ICAP and Tullett Prebon to merge broking operations

IFR 2109 14 November to 20 November 2015
5 min read
Helen Bartholomew

ICAP and Tullett Prebon are planning to merge their voice and hybrid broking operations in an attempt to cut costs amid falling revenues across the industry.

A tie-up between the UK’s largest inter-dealer brokers aims to build scale after BGC acquired GFI earlier this year, but the latest deal has driven a stark divergence in the firms’ stock prices, suggesting that a big win for ICAP may have come at the expense of Tullett shareholders.

ICAP’s shares jumped 6% on Wednesday, extending gains made since the news began to circulate just days earlier. While Tullett Prebon shares initially jumped 8% on the rumours, they quickly reversed those gains to end the day 10% down after the terms emerged.

Under the agreement Tullett will take control of ICAP’s traditional broking operations, including iSwap and Fusion, in return for new stock representing 56% of the broker’s enlarged share capital.
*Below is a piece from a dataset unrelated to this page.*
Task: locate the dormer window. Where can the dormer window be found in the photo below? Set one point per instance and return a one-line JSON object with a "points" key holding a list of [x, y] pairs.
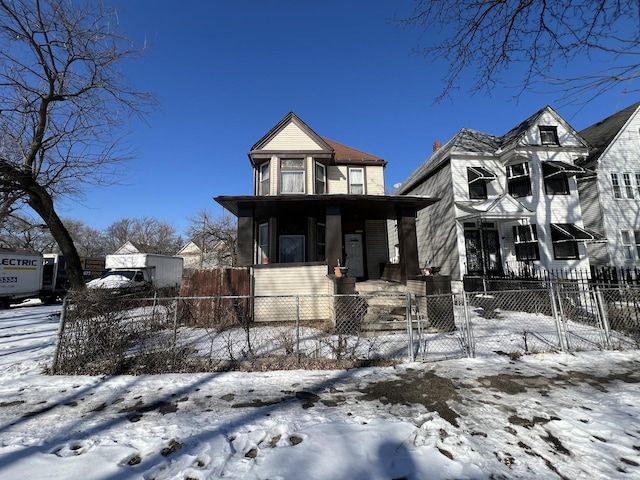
{"points": [[549, 135], [356, 181], [518, 179], [292, 175]]}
ICAP’s streamlined operations will include its exchange-like electronic platforms EBS and BrokerTec, as well as post-trade processing businesses TriOptima and Reset and transaction processing business Traiana.

“The deal sees ICAP left with a very successful and high-quality electronic business and all of the post-trade services. It’s the part where we’re seeing double-digit revenue growth that has largely offset lower voice broking revenues,” said Owen Jones, analyst at Citigroup.

Post-trade and electronic operations have been buoyed by new regulations under Dodd Frank, EMIR and MiFID II that are pushing swathes of over-the-counter derivatives and securities onto exchange-like platforms and raising pre- and post-trade transparency requirements.

That has come at the expense of traditional voice broking services that faced headwinds from a QE-driven low rate and low volatility environment as well as regulatory pressure on banks’ trading operations stemming from Basel, CRD IV and the Volcker Rule.

Michael Spencer, group CEO of ICAP, has long stressed that falling broker revenues are a largely cyclical issue that would eventually reverse, but the merger represents an acknowledgement that the industry faces a more permanent structural shift.

“Financial regulatory reform means that the global financial markets have profoundly changed and this transaction means both companies will be better suited to meet the market’s changing needs and better serve our clients,” he said in a statement.

Structural decline

Alongside details of the new structure, ICAP reported that its revenues for the six months ending September 2015 had fallen 4% from the previous half year to £595m. Tullett Prebon saw a 3% decline in revenues in the first nine months of 2015 across its traditional business.

“We are seeing a structural decline across the industry and the demand to use voice to facilitate OTC trading has diminished and will continue to do so,” said Citi’s Jones.

That brings future revenue growth opportunities for the enlarged Tullett business into question, and while analysts expect shareholders on both sides to approve the deal, some opposition is expected from Tullett shareholders.

“The saving grace for Tullett shareholders is that they realise the company needed to do something, but they may have paid a hefty price to achieve that goal,” said Jones.

The deal values ICAP’s broking operations at £1.1bn, or 16 times earnings, according to Citi, while Tullett trades at just 10 times earnings. That differential comes in spite of broad overlap between the two businesses.

Cost synergies of £60m are envisaged, largely from back-office cuts. But at only 4% of the combined cost base of the two firms, analysts view that as a relatively low saving. Additional longer-term savings are likely in broker compensation as replicated desks are gradually consolidated.

With the deal expected to complete in the third quarter of 2016, Tullett stock is likely to remain hampered by the hefty share overhang. ICAP shareholders will be left with 36% of the enlarged Tullett group once the deal completes. ICAP will hold a 19.9% stake in Tullett through its new holding company, ICAP NewCo.

The path to an eventual tie-up has been smoothed by an easing of relations between the rival firms since John Phizackerley replaced Terry Smith as Tullett CEO last year. It sees the “big five” consolidate to just three, and raises questions around the future of Swiss IDB Tradition, with some suggesting the SFr467m market-cap broker could be snapped up by one of the two larger players.

All directors on ICAP’s board are expected to become directors of ICAP NewCo. Current group CEO Ken Pigaga will resign from his position and will be appointed as board director of the enlarged Tullett, and will take the role of COO. Spencer becomes president of Tullett and will act as an advisor to the Tullett board.